Hamburg

Spektakulärer Vollmond strahlt zum Weihnachtsfest

Der Vollmond ist nur zu sehen, wenn das Wetter mitspielt (Archivbild)

Der Vollmond ist nur zu sehen, wenn das Wetter mitspielt (Archivbild)

Foto: Picture Alliance

Seltenes Schauspiel könnte sich in Hamburg an den Weihnachtstagen bieten. Das gab es zuletzt 1977 und ist erst 2034 wieder zu sehen.

Hamburg. An diesem Weihnachtsfeiertagen steht ein spektakulärer Vollmond am südlichen Himmel. Es sei der höchste und am längsten sichtbare Vollmond des Jahres, sagte Thomas Kraupe, Direktor des Hamburger Planetariums. Zuletzt gab es 1977 einen Vollmond zu Weihnachten, das nächste Mal soll es erst im Jahr 2034 wieder so weit sein. Schon Heiligabend ist der Mond „fast voll“ und steht über dem Sternbild Orion.

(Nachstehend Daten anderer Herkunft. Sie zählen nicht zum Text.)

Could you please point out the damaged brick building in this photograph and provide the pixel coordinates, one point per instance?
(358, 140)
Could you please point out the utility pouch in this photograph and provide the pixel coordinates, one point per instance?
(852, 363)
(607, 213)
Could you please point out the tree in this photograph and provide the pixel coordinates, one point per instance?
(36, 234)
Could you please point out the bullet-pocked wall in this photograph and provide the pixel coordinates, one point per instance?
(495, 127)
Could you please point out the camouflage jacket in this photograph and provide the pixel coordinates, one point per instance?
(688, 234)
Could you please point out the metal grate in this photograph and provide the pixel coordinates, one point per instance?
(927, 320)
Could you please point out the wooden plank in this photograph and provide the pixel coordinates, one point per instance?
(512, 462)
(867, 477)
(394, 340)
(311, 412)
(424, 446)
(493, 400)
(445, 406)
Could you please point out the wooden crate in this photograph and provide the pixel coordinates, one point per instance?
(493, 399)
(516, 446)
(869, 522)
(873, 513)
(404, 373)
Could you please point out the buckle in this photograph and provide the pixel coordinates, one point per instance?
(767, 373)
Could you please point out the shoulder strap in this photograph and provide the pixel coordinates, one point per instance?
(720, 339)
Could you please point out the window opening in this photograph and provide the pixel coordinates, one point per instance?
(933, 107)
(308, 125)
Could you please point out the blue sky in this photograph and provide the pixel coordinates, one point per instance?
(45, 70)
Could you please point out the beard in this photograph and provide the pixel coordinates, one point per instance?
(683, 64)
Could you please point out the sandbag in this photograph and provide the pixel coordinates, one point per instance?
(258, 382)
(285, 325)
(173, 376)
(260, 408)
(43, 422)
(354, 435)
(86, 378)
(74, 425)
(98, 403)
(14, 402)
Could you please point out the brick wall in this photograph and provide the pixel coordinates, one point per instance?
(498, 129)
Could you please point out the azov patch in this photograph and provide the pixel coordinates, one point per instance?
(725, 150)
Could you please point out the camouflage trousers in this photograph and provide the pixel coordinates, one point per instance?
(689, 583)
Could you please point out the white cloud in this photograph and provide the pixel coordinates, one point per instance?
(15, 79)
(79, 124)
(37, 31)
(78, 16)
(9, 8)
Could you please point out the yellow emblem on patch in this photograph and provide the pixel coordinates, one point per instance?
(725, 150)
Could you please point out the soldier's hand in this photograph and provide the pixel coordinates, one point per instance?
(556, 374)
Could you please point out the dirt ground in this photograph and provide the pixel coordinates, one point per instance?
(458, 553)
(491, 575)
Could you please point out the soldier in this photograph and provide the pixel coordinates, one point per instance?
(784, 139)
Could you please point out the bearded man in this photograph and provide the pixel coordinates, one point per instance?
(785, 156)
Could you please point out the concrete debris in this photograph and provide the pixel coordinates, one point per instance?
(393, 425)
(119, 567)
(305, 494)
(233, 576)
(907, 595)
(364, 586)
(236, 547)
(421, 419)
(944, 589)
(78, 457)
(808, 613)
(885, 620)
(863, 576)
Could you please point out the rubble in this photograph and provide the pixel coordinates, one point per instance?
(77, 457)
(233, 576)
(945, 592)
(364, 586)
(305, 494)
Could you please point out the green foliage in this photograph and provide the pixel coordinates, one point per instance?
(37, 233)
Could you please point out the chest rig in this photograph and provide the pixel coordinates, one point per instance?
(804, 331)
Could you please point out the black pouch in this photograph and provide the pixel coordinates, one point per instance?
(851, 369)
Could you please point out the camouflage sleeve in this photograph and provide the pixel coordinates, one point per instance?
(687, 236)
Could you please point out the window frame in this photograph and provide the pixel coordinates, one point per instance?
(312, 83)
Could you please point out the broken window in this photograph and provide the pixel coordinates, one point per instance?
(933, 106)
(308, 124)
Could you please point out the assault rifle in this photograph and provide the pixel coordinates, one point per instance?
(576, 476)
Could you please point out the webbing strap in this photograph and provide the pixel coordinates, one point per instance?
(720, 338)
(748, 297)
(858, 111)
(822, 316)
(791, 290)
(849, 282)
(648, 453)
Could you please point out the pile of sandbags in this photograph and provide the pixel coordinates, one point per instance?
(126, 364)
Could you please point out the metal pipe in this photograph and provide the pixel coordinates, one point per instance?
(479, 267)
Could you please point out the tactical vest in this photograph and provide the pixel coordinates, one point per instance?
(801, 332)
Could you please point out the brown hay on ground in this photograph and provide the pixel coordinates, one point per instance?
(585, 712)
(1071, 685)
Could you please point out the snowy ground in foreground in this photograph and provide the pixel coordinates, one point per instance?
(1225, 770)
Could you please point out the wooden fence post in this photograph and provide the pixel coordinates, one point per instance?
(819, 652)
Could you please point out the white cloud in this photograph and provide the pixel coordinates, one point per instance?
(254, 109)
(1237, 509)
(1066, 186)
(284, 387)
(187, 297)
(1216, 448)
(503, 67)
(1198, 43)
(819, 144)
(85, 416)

"Am 25. Dezember, dem ersten Weihnachtsfeiertag, ist der Dezember-Vollmond erreicht, im Sternbild Zwillinge, hoch über Sirius. Dieses Jahr sorgt also ein „Weihnachtsvollmond“ für einen festlichen Himmelsschmuck – die ganze Nacht ist er am Himmel – mitten im Wintersechseck", sagt Kraupe. "Da er sich nur wenige Tage nach der Wintersonnwende des 22. Dezember ereignet, ist der Vollmond nahezu gegenüber liegend, also ganz nahe dem nördlichen Gipfelpunkt des Tierkreises platziert. So wird uns zu Weihnachten die längste Vollmondnacht des Jahres mit dem höchsten Vollmond des Jahres geschenkt."

Wetter muss mitspielen

Damit der Vollmond über Hamburg auch zu sehen ist, muss nur das Wetter mitspielen. Zwar werden die Weihnachtsfeiertage im Süden Deutschlands frühlingshaft warm. „Wir erwarten am ersten Weihnachtsfeiertag milde Temperaturen im zweistelligen Bereich“, sagte Meteorologe Simon Trippler vom Deutschen Wetterdienst (DWD) in Offenbach an Heiligabend. Im Oberrheingraben klettern die Temperaturen auf bis zu 17 Grad, im übrigen Land auf sieben bis 13 Grad. In der Mitte zieht jedoch ein dichtes Wolkenband mit Regen durch. An der Küste und im nordischen Bergland kommt Sturm auf. Wolken könnten den seltenen Vollmond also verdecken.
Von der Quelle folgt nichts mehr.